Любит его? Но как она может любить холодного, надменного распутника, который переспал со всеми женщинами в колонии и презирал их после этого — так же, как и ее! А между тем все, что ему нужно было, это поглядеть на нее своими горящими зелеными глазами, и она таяла, словно воск под палящим солнцем Джорджии. Да поможет ей бог!
Она опустилась обратно в ванну, размышляя над тем, какой горький характер приобрели их отношения. Каждую ночь он приходил в ее постель и заявлял свои права на ее тело. Ее молодая, изголодавшаяся плоть так чудесно отвечала на его прикосновения.
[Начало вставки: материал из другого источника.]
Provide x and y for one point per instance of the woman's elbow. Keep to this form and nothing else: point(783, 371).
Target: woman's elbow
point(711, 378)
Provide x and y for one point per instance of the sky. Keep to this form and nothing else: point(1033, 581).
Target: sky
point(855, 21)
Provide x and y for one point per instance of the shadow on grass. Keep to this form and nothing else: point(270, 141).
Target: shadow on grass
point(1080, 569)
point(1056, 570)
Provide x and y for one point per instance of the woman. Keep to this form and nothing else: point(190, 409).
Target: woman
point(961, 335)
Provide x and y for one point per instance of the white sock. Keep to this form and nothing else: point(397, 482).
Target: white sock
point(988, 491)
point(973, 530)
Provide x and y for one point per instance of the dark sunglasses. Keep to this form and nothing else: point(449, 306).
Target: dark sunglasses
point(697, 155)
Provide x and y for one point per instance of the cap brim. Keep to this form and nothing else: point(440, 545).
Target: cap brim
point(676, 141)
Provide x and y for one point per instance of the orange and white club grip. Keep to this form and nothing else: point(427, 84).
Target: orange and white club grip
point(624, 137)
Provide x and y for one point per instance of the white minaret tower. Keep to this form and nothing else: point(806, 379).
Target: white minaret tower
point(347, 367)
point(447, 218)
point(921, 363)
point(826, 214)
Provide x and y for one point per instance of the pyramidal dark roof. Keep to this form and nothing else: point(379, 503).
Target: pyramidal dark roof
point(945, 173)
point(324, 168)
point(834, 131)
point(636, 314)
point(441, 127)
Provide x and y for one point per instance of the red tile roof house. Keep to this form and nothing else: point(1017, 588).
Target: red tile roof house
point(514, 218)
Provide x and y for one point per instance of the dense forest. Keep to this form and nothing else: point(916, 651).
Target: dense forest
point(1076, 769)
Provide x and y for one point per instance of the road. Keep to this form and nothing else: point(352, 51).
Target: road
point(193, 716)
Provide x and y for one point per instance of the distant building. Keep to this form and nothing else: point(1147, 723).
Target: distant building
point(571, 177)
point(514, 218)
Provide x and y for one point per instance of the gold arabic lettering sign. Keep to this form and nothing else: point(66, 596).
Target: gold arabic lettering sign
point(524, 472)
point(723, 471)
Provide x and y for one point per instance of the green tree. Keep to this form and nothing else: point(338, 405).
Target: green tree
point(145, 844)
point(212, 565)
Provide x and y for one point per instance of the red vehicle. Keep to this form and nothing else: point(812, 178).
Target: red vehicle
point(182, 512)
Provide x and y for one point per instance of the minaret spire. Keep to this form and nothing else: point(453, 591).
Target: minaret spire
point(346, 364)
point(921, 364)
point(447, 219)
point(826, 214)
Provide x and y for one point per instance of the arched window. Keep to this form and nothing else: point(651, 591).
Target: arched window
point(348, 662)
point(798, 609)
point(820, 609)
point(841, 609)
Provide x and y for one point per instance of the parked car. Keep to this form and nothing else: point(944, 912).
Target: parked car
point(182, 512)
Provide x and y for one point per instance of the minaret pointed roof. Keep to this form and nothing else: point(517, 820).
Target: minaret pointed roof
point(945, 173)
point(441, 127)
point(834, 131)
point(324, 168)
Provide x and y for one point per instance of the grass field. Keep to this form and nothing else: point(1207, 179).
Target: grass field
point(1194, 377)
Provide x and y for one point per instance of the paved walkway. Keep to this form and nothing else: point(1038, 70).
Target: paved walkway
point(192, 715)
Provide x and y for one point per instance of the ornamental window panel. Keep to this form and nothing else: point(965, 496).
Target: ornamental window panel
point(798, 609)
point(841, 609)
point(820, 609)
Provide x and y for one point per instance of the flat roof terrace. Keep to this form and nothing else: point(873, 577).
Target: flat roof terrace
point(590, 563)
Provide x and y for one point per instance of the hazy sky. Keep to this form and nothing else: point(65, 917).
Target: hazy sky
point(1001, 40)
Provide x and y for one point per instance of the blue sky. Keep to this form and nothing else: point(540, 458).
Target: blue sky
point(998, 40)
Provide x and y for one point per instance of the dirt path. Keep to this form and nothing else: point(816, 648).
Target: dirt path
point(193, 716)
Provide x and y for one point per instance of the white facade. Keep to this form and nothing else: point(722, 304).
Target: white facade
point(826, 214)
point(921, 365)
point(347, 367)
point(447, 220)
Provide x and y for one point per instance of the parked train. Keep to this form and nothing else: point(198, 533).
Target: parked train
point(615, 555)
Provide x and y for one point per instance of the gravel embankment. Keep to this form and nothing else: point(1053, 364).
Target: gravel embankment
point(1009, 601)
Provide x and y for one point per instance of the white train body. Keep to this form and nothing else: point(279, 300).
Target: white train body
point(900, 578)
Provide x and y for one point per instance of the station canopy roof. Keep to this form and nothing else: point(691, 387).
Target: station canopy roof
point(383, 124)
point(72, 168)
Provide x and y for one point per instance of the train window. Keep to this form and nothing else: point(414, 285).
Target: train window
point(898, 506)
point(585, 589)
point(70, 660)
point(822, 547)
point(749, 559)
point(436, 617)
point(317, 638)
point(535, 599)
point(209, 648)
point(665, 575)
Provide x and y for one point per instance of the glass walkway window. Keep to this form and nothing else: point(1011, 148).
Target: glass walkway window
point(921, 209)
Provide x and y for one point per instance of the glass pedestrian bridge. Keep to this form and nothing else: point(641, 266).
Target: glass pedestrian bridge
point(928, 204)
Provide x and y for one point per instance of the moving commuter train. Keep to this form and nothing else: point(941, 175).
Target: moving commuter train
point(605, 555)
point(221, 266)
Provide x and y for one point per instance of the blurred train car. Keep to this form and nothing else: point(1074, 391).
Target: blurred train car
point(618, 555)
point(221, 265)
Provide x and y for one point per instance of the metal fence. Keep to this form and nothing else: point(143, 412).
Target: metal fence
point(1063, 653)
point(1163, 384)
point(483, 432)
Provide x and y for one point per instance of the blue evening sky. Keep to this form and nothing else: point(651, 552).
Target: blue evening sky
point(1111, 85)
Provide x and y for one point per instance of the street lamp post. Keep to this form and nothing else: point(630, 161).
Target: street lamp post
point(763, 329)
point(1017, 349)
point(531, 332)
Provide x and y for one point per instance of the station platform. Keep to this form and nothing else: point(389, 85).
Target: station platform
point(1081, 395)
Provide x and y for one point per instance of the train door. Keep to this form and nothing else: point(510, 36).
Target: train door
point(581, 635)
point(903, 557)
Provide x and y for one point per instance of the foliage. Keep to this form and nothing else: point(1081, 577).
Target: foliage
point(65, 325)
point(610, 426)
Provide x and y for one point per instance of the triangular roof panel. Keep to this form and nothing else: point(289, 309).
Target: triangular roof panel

И все же Мадлен жаждала большего — теплой улыбки, нежного поцелуя, быть приласканной, когда их страсть утихала, но Квинт не предлагал ничего этого. Он просто вставал и оставлял Мадлен в ее спальне, а сам уходил в свою.
Горячие слезы скатились по ее щекам и упали в остывающую воду: она вспомнила унизительную сцену, произошедшую несколько недель назад, когда она, наконец, решилась противостоять ему.
Квинт только что скатился с нее и соскользнул с кровати, прекрасный и надменный в своей наготе. Когда он накинул голубой атласный халат и стянул его поясом на своих узких бедрах, она села в постели и прижала к себе простыню, собираясь с духом.
— Тебе обязательно нужно уходить? — Ее голос был хриплым от только что схлынувшей страсти, но еще больше от того, что в горле у нее пересохло.
Он приподнял бровь и взглянул на нее.
— Наши взаимные потребности удовлетворены, не так ли? Зачем мне оставаться?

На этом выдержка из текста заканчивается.